Wisła Płock — Jagiellonia Białystok 3:0 (0:0)
1:0 - Damian Warchoł 71'
2:0 - Damian Michalski 75'
3:0 - Łukasz Sekulski 79'
Wisła Płock: Krzysztof Kamiński - Jakub Rzeźniczak, Dusan Lagator, Damian Michalski - Kristian Vallo, Mateusz Szwoch (57' Marko Kolar), Damian Rasak (87' Filip Lesniak), Marcel Błachewicz - Rafal Wolski (33' Dominik Furman), Damian Warchoł (87' Dawid Kocyła) - Łukasz Sekulski (87' Jorginho)
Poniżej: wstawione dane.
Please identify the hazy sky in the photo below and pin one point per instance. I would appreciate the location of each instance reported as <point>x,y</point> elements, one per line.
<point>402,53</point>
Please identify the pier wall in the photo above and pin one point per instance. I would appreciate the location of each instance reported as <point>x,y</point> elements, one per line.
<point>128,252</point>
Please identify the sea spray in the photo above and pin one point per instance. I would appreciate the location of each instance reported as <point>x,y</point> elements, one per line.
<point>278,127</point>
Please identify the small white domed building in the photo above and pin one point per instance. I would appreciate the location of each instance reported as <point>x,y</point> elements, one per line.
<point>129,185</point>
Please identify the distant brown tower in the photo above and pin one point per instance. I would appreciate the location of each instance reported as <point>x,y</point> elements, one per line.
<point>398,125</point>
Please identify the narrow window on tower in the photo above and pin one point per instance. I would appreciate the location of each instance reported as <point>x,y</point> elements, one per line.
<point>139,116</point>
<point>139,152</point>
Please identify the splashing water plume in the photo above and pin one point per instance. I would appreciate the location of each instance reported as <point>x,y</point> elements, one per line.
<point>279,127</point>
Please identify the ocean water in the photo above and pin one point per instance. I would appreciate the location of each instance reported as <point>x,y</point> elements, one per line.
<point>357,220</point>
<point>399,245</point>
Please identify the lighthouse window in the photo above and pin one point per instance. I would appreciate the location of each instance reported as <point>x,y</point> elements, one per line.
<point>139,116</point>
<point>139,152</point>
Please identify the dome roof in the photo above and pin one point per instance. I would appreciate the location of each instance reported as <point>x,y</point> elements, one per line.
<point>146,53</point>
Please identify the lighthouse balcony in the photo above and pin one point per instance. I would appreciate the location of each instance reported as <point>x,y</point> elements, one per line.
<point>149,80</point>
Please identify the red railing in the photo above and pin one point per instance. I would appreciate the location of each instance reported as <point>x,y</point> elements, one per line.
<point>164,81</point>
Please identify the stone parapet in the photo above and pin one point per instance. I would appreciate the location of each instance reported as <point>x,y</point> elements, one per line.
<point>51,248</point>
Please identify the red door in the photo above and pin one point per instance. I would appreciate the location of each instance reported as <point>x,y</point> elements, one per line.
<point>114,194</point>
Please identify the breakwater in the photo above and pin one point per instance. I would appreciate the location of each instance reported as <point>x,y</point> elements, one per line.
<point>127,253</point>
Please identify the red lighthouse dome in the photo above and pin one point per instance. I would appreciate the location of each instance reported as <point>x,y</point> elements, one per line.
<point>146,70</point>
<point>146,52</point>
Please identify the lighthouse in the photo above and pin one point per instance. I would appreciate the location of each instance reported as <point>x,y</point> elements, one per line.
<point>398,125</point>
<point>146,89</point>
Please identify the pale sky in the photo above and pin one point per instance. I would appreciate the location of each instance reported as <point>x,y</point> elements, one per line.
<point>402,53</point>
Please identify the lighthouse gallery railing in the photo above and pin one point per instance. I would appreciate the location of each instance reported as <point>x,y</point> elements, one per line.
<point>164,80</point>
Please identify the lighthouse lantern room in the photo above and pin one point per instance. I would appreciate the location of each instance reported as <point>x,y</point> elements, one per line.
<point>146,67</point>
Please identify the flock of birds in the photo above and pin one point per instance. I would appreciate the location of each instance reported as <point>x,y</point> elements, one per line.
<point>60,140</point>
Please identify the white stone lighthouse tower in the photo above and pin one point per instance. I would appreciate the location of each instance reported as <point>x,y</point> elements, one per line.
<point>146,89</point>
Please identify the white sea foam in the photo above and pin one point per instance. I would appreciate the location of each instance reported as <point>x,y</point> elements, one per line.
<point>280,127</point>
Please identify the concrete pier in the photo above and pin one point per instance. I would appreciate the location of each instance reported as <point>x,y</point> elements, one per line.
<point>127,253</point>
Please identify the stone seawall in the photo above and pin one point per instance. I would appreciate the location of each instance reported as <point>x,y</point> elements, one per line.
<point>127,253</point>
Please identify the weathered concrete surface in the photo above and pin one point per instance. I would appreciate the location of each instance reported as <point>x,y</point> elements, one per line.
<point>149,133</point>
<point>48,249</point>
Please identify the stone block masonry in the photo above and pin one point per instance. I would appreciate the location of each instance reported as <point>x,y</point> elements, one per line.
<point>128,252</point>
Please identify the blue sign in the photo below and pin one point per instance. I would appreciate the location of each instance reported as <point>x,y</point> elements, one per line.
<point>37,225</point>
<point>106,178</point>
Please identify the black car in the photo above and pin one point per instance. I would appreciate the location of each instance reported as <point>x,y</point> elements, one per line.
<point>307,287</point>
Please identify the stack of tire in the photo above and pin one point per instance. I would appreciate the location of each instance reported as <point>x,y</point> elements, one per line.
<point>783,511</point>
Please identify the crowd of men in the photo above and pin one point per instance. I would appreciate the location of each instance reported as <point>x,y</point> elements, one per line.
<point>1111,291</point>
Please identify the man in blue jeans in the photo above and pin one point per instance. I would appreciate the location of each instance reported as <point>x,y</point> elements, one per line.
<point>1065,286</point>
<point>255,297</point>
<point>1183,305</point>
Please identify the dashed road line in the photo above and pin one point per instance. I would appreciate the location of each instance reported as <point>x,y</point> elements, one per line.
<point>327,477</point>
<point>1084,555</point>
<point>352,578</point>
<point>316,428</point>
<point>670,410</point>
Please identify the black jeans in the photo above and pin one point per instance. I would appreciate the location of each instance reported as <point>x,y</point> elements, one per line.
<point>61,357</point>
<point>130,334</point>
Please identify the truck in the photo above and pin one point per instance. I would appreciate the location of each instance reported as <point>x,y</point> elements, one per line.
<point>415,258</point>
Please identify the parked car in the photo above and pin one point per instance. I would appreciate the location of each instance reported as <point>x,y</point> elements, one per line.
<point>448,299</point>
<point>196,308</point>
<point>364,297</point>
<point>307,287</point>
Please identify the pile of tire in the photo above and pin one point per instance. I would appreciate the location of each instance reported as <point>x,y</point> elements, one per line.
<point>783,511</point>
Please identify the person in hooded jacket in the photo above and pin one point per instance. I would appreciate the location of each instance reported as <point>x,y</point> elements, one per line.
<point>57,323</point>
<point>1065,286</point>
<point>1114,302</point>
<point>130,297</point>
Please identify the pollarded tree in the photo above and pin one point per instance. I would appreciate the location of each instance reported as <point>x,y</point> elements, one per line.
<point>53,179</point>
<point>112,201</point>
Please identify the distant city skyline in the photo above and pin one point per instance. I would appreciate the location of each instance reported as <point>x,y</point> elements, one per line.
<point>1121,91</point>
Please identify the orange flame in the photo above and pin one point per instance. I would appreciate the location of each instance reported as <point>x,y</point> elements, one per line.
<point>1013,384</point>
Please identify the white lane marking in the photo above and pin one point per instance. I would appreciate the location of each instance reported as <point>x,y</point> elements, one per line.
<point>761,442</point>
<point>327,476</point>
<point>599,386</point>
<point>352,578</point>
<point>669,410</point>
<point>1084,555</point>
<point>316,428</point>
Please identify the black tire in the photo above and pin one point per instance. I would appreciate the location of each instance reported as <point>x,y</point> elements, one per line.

Jagiellonia Białystok: Pavels Steinbors - Błażej Augustyn, Israel Puerto, Taras Romanczuk, Bartosz Bida (76' Bojan Nastić), Tomas Prikryl, Michał Żyro (59' Andrzej Trubeha), Kacper Tabiś (76' Przemysław Mystkowski), Karol Struski (46' Martin Pospisil), Krzysztof Toporkiewicz (90' Eryk Matus), Bartosz Kwiecień
Żółte kartki: Furman — Tabiś, Nastić
Sędzia: Piotr Lasyk
fot. tytułowa Mateusz Ludwiczak / Wisła Płock S.A.
Nafciarz94.
Głosujcie na Nafciarza Sezonu!
Nafciarz94.:
1. Damian Warchoł - kolejny świetny mecz byłego gracza Legii. Prócz samej bramki był bardzo aktywny w ofensywie.
2. Damian Michalski - trio z Rzeźniczakiem i Lagatorem bardzo pewnie powstrzymywało akcje Jagi, ale to Michalski dołożył do dobrej gry bramkę.
3. Marko Kolar - mimo nieco ponad 30 minut gry zrobił różnicę na boisku. Kilka dobrych rajdów i przede wszystkim 2 asysty.